开发者

Efficient way to find Frequency of a character in a String in java : O(n)

In a recent interview I was asked to write the below program. Find out the character whose frequency is minimum in the given String ? So I tried by iterating through the string by using charAt and storing the character as key in a HashMap and the number of occurences as its value. Now Again I have to iterate on the Map to find the lowest element.

Is there a more efficient way to do it as obviously the above one is too intensive i guess.

Update and Another Solution

After some thought process and answers I think the best time that this can be is O(n). In the first iteration we will have to iterate through the String character by character and then store th开发者_如何学运维eir frequency in an Array at the specific position(character is an int) and same time have two temporary variables which maintain the least count and the corresponding character.So when I go to the next character and store its frequency in arr[char] = arr[char]+1;At the same time I will check if the temp varible has a value greater than this value,if yes then the temp varible will be this value and also the char will be this one.In this way i suppose we dont need a second iteration to find the smallest and also no sorting is required I guess

.... Wat say ? Or any more solutions


I'd use an array rather than a hash map. If we're limited to ascii, that's just 256 entries; if we're using Unicode, 64k. Either way not an impossible size. Besides that, I don't see how you could improve on your approach. I'm trying to think of some clever trick to make it more efficient but I can't come up with any.

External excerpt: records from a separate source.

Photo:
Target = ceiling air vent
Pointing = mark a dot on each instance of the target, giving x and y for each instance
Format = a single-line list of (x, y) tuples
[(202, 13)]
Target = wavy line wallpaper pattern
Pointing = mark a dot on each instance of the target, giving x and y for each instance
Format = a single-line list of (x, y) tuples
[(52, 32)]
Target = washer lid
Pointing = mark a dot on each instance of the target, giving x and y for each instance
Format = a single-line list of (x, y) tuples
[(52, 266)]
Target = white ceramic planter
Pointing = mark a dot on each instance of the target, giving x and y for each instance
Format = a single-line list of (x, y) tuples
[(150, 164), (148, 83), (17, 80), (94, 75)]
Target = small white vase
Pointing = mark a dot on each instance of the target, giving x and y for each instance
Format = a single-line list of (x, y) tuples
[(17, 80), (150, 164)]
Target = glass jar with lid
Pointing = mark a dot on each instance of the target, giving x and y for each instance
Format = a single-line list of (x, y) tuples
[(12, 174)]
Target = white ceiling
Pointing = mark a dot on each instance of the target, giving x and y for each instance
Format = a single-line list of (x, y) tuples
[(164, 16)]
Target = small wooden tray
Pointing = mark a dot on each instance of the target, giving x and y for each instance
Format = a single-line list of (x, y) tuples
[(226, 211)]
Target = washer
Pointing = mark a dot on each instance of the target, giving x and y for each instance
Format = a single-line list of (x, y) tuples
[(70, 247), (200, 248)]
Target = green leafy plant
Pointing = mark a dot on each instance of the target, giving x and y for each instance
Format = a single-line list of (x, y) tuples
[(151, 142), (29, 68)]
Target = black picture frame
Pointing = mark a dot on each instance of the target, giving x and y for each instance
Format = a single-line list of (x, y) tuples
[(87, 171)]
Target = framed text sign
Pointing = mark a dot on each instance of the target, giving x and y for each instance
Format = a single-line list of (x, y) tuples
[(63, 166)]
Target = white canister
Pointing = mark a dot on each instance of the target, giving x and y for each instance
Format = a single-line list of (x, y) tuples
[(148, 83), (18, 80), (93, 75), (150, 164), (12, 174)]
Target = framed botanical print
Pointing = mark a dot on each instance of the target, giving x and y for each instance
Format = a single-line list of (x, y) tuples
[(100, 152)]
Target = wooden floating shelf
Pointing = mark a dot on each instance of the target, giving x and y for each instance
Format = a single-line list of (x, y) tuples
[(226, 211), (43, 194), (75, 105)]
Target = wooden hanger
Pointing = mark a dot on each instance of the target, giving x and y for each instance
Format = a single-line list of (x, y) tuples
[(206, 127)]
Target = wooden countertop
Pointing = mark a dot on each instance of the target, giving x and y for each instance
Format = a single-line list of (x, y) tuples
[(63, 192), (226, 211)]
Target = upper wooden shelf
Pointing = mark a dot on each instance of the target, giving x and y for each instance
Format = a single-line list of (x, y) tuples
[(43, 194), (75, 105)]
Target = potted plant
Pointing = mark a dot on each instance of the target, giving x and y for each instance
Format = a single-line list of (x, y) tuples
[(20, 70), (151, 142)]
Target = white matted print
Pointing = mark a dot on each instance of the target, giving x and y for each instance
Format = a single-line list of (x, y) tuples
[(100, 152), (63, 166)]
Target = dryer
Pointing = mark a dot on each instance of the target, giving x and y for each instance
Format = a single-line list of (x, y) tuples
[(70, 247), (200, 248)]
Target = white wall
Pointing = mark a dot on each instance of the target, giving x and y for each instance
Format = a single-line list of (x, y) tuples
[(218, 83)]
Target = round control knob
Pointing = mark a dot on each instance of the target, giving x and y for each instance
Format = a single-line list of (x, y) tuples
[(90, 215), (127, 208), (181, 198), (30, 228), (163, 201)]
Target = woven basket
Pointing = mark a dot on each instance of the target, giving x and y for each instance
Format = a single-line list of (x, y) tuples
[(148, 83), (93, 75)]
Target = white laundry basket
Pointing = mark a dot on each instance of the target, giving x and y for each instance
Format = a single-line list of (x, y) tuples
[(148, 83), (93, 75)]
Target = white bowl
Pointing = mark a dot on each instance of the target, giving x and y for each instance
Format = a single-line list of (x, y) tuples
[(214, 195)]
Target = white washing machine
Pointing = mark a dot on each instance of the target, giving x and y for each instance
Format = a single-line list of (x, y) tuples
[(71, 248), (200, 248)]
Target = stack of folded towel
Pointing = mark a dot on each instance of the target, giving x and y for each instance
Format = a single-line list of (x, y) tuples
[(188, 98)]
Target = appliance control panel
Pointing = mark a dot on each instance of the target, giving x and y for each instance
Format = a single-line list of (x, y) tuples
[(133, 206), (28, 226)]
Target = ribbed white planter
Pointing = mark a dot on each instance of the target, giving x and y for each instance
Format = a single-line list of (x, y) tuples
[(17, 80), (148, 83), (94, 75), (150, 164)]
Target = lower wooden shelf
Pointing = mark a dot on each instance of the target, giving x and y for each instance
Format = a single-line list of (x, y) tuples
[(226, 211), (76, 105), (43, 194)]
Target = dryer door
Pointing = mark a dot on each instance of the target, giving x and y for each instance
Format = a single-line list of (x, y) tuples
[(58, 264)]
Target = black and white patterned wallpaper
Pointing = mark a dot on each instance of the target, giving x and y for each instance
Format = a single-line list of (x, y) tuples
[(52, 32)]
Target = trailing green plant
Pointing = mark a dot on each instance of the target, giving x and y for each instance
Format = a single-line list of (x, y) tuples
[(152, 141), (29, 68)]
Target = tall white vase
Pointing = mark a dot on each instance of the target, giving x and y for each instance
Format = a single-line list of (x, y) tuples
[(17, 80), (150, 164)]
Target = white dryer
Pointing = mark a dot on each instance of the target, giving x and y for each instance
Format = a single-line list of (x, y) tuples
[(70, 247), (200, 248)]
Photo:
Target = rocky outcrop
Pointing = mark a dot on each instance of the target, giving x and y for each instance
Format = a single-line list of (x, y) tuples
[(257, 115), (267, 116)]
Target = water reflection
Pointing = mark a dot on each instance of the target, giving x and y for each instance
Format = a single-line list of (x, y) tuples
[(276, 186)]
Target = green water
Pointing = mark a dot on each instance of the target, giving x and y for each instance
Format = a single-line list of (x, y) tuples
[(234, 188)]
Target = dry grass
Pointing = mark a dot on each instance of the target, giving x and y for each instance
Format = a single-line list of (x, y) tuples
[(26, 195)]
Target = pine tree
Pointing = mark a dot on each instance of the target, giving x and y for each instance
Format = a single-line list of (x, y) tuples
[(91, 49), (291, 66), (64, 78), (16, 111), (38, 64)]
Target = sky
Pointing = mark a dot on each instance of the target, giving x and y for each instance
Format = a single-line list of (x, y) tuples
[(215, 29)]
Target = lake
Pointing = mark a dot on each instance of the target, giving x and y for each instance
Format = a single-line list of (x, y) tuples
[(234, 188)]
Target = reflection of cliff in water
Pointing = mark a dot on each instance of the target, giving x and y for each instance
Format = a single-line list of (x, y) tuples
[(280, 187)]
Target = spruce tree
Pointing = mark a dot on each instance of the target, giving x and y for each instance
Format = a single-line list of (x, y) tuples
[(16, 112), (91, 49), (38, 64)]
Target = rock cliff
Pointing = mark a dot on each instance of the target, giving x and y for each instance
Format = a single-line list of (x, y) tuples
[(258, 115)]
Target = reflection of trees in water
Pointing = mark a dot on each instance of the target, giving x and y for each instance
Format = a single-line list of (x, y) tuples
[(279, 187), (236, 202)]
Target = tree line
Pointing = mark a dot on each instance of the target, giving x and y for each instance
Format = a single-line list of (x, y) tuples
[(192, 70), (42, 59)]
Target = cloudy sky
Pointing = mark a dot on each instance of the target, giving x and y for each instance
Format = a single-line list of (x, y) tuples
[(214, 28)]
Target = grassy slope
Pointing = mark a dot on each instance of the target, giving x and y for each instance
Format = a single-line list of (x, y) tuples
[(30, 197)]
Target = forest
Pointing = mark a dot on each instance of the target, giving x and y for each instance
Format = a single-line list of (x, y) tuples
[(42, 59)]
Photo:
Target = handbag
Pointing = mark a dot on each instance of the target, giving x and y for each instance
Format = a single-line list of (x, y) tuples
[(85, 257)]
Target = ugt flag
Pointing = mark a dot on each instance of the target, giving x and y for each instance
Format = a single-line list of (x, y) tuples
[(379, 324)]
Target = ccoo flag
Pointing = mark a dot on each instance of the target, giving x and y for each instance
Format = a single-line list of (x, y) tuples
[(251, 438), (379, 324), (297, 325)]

Seems to me the answer is almost always going to be a whole list of characters: all of those that are used zero times.

Update

This is probably clost to the most efficient it could be in Java. For convenience, I'm assuming we're using plain Ascii.

public List<Character> rarest(String s)
{
  int[] freq=new int[256];

  for (int p=s.length()-1;p>=0;--p)
  {
    char c=s.charAt(p);
    if (c>255)
      throw new UnexpectedDataException("Wasn't expecting that");
    ++freq[c];
  }
  int min=Integer.MAX_VALUE;
  for (int x=freq.length-1;x>=0;--x)
  {
    // I'm assuming we don't want chars with frequency of zero
    if (freq[x]>0 && min>freq[x])
      min=freq[x];
  }
  List<Character> rares=new ArrayList<Character>();
  for (int x=freq.length-1;x>=0;--x)
  {
    if (freq[x]==min)
      rares.add((char)x);
  }
  return rares;
}

Any effort to keep the list sorted by frequency as you go is going to be way more inefficient, because it will have to re-sort every time you examine one character.

Any attempt to sort the list of frequencies at all is going to be more inefficient, as sorting the whole list is clearly going to be slower than just picking the smallest value.

Sorting the string and then counting is going to be slower because the sort will be more expensive than the count.

Technically, it would be faster to create a simple array at the end rather than an ArrayList, but the ArrayList makes slightly more readable code.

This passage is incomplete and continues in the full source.